GDP in the second quarter was up by an annual 1.5%, and on September 5th the government’s statisticians said that leading indicators pointed to “a reinforcement of the prospects for growth”. The previous week, they had sounded a less positive note, reporting that the unemployment rate had risen from 11.2% in June to 11.3% in July. But even that held a kernel of promise. The unemployment rate measures the proportion of job-seekers out of work, and in July some 115,000 Italians became job-seekers. Not all found jobs, which is why the unemployment rate went up. But those who did pushed the total number in work to more than 23m for the first time since 2008. Italians, in other words, seem to be more hopeful that there are at last jobs to be had.
The entrepreneurial can look forward to easier credit too. A state bail-out in July of Italy’s oldest and shakiest bank, Monte dei Paschi di Siena, coupled with the rescue of two lenders in the Veneto region, has left Italy’s troubled financial sector looking healthier. Its wellbeing should improve as banks start selling off a mountain of bad loans weighing on their balance sheets. Italy’s caretaker prime minister, Paolo Gentiloni, was on hand at the forum to mop up congratulations. His government has also engineered a sharp fall in the number of migrants crossing the Mediterranean from Libya.
Problems nevertheless remain. Even if the new, rosier forecasts prove correct, the Italian economy will still be a drag on the euro zone as a whole.
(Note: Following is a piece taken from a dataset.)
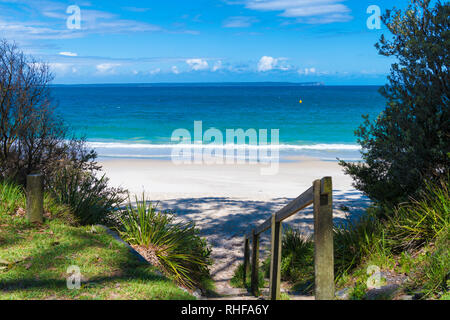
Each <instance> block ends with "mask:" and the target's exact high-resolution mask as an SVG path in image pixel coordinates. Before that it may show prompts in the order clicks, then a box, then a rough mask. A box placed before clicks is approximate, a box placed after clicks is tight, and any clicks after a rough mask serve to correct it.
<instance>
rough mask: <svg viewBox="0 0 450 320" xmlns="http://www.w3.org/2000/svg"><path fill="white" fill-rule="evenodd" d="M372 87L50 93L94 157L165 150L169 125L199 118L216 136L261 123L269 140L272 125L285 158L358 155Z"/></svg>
mask: <svg viewBox="0 0 450 320" xmlns="http://www.w3.org/2000/svg"><path fill="white" fill-rule="evenodd" d="M378 89H379V87H377V86H319V85H298V84H269V83H265V84H255V83H253V84H252V83H249V84H136V85H85V86H81V85H80V86H63V85H59V86H54V87H53V88H52V94H53V97H54V98H55V100H56V102H57V108H56V112H57V114H58V115H60V116H61V117H62V118H63V119H64V120H65V122H66V123H67V124H68V126H69V127H70V128H71V129H72V130H73V131H74V132H75V133H76V134H77V135H78V136H84V137H86V139H87V141H88V143H89V145H90V146H92V147H93V148H94V149H96V151H97V152H98V154H99V157H131V158H159V159H167V158H170V155H171V148H172V147H173V146H174V143H175V142H174V141H172V139H171V137H172V135H173V133H174V131H175V130H177V129H185V130H187V131H189V132H192V135H194V121H201V124H202V129H203V132H204V131H206V130H208V129H209V128H214V129H217V130H219V131H220V132H222V133H223V136H224V137H225V136H226V130H227V129H235V130H236V129H243V130H244V131H245V130H248V129H255V130H256V132H260V131H259V130H261V129H267V130H268V132H269V143H270V142H271V137H272V136H270V133H271V130H272V129H278V130H279V136H278V141H276V144H277V145H278V146H279V148H280V153H281V154H282V155H283V156H284V158H286V159H287V158H289V156H296V155H299V156H311V157H317V158H320V159H322V160H336V158H341V159H345V160H358V159H360V152H359V150H360V149H359V146H358V144H357V143H356V139H357V138H356V137H355V135H354V131H355V130H356V129H357V128H358V126H359V125H360V124H361V123H362V121H363V119H362V115H363V114H368V115H369V116H370V118H371V119H374V118H376V117H377V116H378V114H379V113H380V112H381V111H382V110H383V109H384V107H385V100H384V98H383V97H382V96H381V95H380V94H379V93H378ZM187 142H188V141H186V140H184V141H183V143H184V144H186V143H187ZM235 143H238V142H235ZM203 147H204V146H203ZM227 147H228V148H229V147H230V145H229V144H228V145H227V144H226V141H224V146H223V148H227ZM234 147H236V146H234ZM261 147H262V146H261ZM256 148H258V146H256Z"/></svg>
Latest figures show the single-currency area growing at an annual 2.2%. Still, the gap between Italy and the euro zone as a whole is narrowing.
A labor reform package brought in by the previous government of Matteo Renzi relied heavily on providing employers with financial incentives to give workers steady jobs. Those incentives ran out last year. A sharp rise in the proportion of employees on fixed-term contracts points less to labor-market flexibility than to employers relying on easily disposable and under-trained employees. Juvenile unemployment remains a painful 35.5%.
There are external threats too. The strength of the euro is bad news for a country that exports a lot outside the euro zone. When the European Central Bank eventually stops buying government bonds, the cost of refinancing Italy’s huge public debt (a whopping 132.6% of GDP at the end of 2016, one of the highest in the EU) will rise.
Marcello Messori, of LUISS university in Rome, sees the large debt, which also cramps the government’s ability to stimulate the economy, as one of Italy’s two most important handicaps; the other being low productivity. An encouraging number of Italian firms are at the cutting edge of technological innovation. But, he says, their knowledge diffuses only slowly to the rest. In some cases, that is because the bosses of small, often family-run, companies are wary of raising capital for innovative investment and so losing control. In others, the resistance comes from big companies that find it easier to seek out cosy arrangements in an economy with a big overlap between the private and public sectors.
How willing Italy’s politicians will be to shake up those arrangements remains to be seen. Unless they can agree on a new electoral law before the general election, which has to be held by next May, the most likely outcome is a hung parliament, with either a minority government or a grand coalition of left and right, neither of which looks likely to pass radical structural reforms. Keep that prosecco on hold.